Thanks for your detailed explanation.
I would like to elaborate the current process, the driver file for this is DMCR which is a parameter file having ORG and DEPT and DMEP, employer file consists of employee details like employee number etc., (for ex. 1010000984 where the first 3 digits indicate ORG 101 and the last 3 digits 984 indicates the DEPT, with some logic we could find the DEPT from the employee number (here for ex., the last three digits of the employee number 984 corresponds to DEPT 100, similarly last three digits of the employee number 985 corresponds to DEPT 101 like so on), due to flaw in creating the employee numbers and loading into the DMEP file which is a VSAM Key sequential file the records as as follows:

ORG EMP-NO DEPT
101 1010000984 100
101 1010000985 101
101 1010001984 100
101 1010001985 101

by looking the above data because of the ORG and EMP-NO are only the Key, the DEPT number was not in sorted order. This is already in production so we can't change the numbering system for the entire system now.

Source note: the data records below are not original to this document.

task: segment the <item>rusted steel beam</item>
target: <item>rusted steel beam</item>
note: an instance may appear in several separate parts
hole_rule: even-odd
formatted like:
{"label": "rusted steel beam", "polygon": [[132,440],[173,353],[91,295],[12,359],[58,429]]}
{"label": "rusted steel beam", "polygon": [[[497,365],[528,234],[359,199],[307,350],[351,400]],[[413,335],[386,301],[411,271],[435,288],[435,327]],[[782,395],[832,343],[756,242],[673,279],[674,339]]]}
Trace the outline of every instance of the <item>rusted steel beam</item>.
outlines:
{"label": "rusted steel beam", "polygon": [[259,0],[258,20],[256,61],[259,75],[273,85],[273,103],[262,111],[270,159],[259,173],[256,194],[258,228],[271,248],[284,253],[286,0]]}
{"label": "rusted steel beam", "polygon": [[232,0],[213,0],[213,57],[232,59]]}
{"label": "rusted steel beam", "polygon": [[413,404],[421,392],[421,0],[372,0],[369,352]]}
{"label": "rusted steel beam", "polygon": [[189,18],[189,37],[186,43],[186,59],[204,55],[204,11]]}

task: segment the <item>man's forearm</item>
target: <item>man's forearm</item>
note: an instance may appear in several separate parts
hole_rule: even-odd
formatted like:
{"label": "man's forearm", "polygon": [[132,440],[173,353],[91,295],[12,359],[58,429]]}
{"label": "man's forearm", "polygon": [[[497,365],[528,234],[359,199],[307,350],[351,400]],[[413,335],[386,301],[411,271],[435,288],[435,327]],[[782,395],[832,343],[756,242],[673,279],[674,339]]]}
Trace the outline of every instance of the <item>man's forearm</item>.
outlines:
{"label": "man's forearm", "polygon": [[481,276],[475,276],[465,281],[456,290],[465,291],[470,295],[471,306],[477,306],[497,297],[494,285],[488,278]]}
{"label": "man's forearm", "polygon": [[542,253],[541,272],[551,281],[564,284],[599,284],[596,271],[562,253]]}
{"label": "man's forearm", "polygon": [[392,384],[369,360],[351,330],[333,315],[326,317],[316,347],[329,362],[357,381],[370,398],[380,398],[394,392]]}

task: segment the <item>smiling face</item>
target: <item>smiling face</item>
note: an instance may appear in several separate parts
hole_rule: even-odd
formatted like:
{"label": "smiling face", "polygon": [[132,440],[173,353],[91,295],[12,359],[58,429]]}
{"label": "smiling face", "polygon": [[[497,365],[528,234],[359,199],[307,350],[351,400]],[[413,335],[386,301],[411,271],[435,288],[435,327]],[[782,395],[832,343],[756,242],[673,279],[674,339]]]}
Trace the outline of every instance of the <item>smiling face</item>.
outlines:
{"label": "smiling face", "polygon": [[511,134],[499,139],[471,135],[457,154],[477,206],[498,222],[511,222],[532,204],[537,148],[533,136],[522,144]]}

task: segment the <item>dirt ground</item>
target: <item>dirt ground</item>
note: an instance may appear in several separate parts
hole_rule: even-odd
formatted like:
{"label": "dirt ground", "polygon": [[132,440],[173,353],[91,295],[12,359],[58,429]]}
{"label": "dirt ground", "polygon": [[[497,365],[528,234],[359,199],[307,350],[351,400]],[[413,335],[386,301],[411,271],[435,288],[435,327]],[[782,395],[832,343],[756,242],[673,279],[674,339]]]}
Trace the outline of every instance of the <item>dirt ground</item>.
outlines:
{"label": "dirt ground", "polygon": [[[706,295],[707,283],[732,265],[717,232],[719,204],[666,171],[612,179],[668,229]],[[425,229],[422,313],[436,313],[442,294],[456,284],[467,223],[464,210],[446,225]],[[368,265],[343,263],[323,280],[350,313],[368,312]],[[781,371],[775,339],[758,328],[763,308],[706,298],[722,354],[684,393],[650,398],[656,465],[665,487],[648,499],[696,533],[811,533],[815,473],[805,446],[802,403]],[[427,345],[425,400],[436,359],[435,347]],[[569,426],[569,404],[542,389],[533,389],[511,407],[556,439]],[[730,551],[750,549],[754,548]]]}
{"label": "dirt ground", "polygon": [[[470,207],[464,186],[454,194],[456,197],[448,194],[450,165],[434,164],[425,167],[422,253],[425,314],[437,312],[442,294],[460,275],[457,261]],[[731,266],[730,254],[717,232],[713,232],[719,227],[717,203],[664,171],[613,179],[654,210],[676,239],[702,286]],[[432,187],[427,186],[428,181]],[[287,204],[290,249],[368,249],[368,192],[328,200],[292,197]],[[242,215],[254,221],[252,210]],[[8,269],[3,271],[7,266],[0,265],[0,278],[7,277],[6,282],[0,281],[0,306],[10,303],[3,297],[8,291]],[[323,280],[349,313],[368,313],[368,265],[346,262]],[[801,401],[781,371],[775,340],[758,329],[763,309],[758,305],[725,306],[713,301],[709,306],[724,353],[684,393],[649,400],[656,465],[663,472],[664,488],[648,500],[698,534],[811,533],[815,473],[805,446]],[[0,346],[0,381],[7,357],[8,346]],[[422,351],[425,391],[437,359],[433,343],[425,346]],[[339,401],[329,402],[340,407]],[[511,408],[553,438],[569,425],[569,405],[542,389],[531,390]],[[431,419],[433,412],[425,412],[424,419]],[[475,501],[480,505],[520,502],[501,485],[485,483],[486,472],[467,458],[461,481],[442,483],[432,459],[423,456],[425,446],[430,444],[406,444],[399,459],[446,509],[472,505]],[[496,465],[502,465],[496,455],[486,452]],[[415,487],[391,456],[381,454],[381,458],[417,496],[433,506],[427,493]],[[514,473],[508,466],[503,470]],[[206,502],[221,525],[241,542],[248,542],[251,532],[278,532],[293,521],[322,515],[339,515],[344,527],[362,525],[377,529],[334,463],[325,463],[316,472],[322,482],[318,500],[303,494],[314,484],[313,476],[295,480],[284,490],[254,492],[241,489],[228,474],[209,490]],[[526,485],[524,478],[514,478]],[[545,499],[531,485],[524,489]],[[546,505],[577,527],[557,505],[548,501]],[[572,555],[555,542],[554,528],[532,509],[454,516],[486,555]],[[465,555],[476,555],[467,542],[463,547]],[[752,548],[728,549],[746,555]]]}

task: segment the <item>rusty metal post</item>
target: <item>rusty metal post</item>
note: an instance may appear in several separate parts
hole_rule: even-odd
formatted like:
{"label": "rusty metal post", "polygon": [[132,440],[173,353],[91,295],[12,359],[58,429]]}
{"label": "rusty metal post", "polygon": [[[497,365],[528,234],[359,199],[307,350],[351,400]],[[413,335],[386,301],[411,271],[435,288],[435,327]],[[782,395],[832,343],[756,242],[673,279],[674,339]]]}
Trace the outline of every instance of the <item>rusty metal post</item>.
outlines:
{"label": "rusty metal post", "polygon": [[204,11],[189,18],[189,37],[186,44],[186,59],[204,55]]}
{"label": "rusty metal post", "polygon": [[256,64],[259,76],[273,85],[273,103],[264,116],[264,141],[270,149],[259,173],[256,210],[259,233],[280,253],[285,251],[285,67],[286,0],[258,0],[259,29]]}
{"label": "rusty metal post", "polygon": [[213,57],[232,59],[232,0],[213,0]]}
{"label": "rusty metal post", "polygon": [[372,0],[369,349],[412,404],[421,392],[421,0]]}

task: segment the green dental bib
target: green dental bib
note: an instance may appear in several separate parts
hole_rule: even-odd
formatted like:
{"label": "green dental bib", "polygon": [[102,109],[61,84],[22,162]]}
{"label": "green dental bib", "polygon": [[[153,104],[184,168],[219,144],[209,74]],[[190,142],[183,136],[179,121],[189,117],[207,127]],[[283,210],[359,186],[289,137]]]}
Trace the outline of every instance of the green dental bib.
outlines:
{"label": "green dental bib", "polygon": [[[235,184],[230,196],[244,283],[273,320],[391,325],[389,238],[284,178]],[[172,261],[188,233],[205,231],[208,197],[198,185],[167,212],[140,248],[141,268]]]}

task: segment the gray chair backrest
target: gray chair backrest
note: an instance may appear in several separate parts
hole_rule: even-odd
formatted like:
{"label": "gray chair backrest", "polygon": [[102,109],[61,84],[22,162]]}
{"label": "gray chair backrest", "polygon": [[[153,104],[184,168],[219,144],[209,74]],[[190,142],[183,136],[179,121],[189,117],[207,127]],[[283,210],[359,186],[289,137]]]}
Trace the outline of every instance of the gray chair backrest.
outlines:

Now while processing the first record from DMEP 1010000984 , read the DMCR with key as ORG 101 and DEPT 100 , from that record read another file DEPT with ORG 101 DEPT 100 and DESG 'Developer' if found do further processing else go for next employee number and continue the same process:

Because of the flaw in the employee numbering system for 3rd record it will again read the DEPT file for DEPT 100 details hence causing more number of DEPT file reads, instead of this process as i mentioned above load all the records of DEPT file into the table , for each employee number based on the ORG and DEPT search the table and get the DEPT details for further processing.

So here the question is by loading all the records of DEPT (around 1600 records ) details once into table and search the table instead of doing an I/O operation on DEPT file can we improve the performance of the execution time of the program?